より単純な、あまりロバストな方法は、レコードの動きがフライ閉鎖チューブ10,11の中間に配置される赤外光ビーム経路を横切る回数に基づくシステムを使用することである。このようなシステムは運動と睡眠 - 覚醒サイクルに関する貴重情報を与えることができますが、彼らはその場の実際のパスをキャプチャすることができない上や見積もりの動きの下で可能性があるため。追加の高解像度の方法は、これらの制限12を試してみて、回避するために使用されているが、たとえば、チューブの両端にかなりの動きを示すハエなどの低運動を登録しますが飛ぶ。
単純で安価、まだgeotaxiを測定する装置を登るしているS、単一のチューブまたはチューブ2,13の一連のハエの上方への移動、。このようなシステムは安価であり、容易に走地性欠陥を識別することができるが、それらは研究者にとって興味深いであろう動きの他の多くの側面を捕捉することができない。

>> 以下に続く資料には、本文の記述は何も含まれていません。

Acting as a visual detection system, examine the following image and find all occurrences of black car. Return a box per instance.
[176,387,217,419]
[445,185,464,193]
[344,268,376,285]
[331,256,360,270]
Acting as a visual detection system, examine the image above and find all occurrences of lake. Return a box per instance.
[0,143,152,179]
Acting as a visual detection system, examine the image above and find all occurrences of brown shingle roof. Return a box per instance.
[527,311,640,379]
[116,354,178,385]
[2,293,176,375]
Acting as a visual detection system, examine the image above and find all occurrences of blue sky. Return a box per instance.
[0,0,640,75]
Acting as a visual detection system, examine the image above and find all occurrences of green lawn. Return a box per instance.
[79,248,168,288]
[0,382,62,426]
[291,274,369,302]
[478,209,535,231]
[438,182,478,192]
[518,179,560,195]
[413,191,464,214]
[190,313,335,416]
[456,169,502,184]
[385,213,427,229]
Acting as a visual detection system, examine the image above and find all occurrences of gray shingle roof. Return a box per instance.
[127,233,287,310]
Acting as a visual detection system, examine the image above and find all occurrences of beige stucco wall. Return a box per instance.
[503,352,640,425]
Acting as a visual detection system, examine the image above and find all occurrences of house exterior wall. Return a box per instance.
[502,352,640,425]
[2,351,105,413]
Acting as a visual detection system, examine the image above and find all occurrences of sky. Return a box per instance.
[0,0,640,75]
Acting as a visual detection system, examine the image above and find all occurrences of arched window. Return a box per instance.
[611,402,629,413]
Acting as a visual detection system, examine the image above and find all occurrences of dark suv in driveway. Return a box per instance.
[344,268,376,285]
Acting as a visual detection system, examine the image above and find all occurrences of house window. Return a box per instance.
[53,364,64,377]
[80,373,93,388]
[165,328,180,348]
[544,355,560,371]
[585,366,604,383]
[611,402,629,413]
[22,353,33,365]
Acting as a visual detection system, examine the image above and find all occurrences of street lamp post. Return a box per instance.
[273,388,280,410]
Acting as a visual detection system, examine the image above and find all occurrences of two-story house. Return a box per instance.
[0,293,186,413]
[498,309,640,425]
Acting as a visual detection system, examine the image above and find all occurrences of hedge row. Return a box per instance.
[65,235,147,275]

多くのラボでは、アップを設定し、操作が簡単で低コストの堅牢な分析システムは、 キイロショウジョウバエ株における動作の違いを特徴づけるための有利なツールになるだろう。ここでは、より少ない200ドルのために、セットアップし、ハエの移動経路、速度と持続時間についての情報を与えることができることができるアッセイを記述します。アッセイの有効性を実証するために、我々はそれを識別するために使用することができることを示すデータを提示し、発作及び薬物メトホルミン2)能力に対して感受性であるバン感受性(BS)変異体における1)自発運動欠損する一般的に発作様活性(SLA)は、iの強度を減らすために、II型糖尿病を治療するために使用されているN 2、BS変異体。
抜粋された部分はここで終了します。